At his Saturday morning martial arts class, part of the curriculum includes going over the basic tenets of Taekwondo with his students. As his class sits on the mat for a moment with their legs crossed, Faiferlick and his wife Deann take time to talk to the students about things like courtesy, integrity and respect. They also talk about bullying.
Building on a foundation of kindness, while at the same time instilling a sense of justice, Faiferlick exudes the peaceful warrior mantra that he teaches. The concepts laid out in his book may not always be easy to implement but he says they are proven strategies.
“The first thing we tell people is just walk away; if somebody is just saying words to you then we just walk away,” Faiferlick explains.
In order for an action to be considered bullying according to Faiferlick says it has be intentional and repetitive. While not minimizing aggressive acts, he explained that if someone picks on you for just one day or if it is just a single incident it may not be bullying.
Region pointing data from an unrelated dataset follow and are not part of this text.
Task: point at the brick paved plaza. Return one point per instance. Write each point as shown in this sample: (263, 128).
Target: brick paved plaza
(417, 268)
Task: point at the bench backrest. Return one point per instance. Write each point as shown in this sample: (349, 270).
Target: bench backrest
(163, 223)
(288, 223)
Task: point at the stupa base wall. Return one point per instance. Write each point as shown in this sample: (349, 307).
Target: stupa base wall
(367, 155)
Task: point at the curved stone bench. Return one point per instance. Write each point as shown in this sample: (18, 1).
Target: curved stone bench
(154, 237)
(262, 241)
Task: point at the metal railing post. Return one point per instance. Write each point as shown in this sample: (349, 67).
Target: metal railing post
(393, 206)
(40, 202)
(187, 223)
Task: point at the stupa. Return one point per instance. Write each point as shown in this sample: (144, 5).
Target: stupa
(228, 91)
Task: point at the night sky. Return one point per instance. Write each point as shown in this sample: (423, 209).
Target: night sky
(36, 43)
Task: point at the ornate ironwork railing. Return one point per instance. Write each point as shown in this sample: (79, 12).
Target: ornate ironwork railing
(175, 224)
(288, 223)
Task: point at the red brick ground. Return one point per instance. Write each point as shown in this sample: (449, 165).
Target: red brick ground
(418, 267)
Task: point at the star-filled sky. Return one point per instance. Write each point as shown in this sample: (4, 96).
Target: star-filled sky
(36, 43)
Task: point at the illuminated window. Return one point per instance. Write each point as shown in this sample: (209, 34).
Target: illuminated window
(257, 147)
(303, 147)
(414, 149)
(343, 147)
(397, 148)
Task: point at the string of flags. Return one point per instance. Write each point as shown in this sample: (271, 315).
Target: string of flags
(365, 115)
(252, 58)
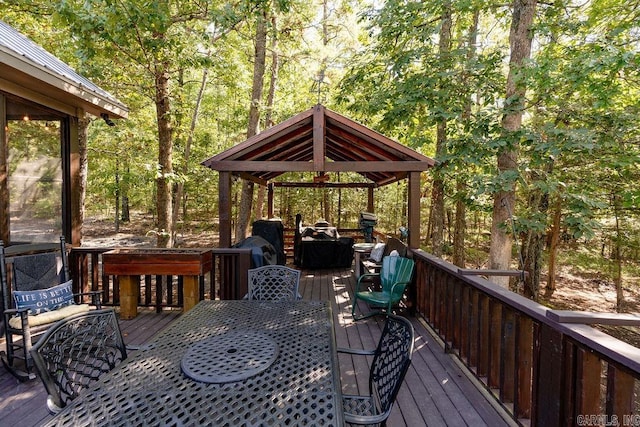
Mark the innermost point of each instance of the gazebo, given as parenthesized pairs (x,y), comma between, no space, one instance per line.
(35,85)
(319,141)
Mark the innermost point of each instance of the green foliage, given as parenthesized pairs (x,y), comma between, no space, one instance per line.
(578,144)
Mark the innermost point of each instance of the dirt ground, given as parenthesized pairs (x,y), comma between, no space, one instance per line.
(573,291)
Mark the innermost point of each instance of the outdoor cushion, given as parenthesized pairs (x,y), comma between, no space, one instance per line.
(50,316)
(43,300)
(377,252)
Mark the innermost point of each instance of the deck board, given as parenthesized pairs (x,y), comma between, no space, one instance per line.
(436,392)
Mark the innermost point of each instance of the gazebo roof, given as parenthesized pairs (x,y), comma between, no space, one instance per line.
(320,140)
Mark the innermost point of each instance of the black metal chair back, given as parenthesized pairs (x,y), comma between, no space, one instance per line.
(391,360)
(75,352)
(273,283)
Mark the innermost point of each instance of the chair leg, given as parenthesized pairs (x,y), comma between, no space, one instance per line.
(364,316)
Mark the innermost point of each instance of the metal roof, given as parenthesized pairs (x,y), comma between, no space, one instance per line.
(320,140)
(26,64)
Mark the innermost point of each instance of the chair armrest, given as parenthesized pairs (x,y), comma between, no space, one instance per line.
(16,311)
(365,419)
(402,284)
(363,276)
(356,351)
(95,297)
(140,347)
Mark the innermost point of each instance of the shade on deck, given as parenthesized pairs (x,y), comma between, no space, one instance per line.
(435,391)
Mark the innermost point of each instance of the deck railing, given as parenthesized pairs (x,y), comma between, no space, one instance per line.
(226,280)
(545,373)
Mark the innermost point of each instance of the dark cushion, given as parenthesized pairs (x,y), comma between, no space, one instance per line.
(42,300)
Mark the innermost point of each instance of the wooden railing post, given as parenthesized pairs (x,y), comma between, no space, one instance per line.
(545,366)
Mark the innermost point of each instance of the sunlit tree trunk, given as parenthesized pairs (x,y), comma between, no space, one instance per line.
(268,120)
(553,241)
(520,38)
(83,127)
(460,224)
(165,153)
(246,196)
(437,194)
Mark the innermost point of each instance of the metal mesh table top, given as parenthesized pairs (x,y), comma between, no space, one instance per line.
(230,356)
(301,386)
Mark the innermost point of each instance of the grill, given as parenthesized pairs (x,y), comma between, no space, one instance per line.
(367,222)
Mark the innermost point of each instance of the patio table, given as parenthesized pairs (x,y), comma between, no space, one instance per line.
(244,363)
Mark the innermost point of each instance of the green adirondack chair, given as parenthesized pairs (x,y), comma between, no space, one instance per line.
(394,275)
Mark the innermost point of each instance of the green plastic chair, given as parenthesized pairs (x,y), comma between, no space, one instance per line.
(394,275)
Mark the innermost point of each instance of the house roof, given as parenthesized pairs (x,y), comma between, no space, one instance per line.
(320,140)
(29,71)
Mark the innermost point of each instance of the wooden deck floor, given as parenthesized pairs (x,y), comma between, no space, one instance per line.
(436,392)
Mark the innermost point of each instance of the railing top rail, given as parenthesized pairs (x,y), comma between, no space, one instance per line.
(608,347)
(216,251)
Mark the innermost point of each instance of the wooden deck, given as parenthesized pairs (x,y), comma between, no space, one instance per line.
(436,391)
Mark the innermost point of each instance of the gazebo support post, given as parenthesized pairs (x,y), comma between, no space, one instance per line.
(413,215)
(224,208)
(4,173)
(270,200)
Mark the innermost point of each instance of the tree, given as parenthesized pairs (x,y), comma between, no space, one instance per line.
(520,39)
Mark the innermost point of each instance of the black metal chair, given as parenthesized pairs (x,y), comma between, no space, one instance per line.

Faiferlick believes the community has a lot at stake when it comes to minimizing bullying. While it may not be possible to eliminate bullying completely, he is convinced that there are things that can be done to help. His goal is to have more people armored against bullying and equipped to take action when needed.
“I’m just looking to decrease the level of bullying and let people feel better about themselves. To teach people to be kind and respectful, if everybody could do that we would have less problems throughout the world,” Faiferlick said.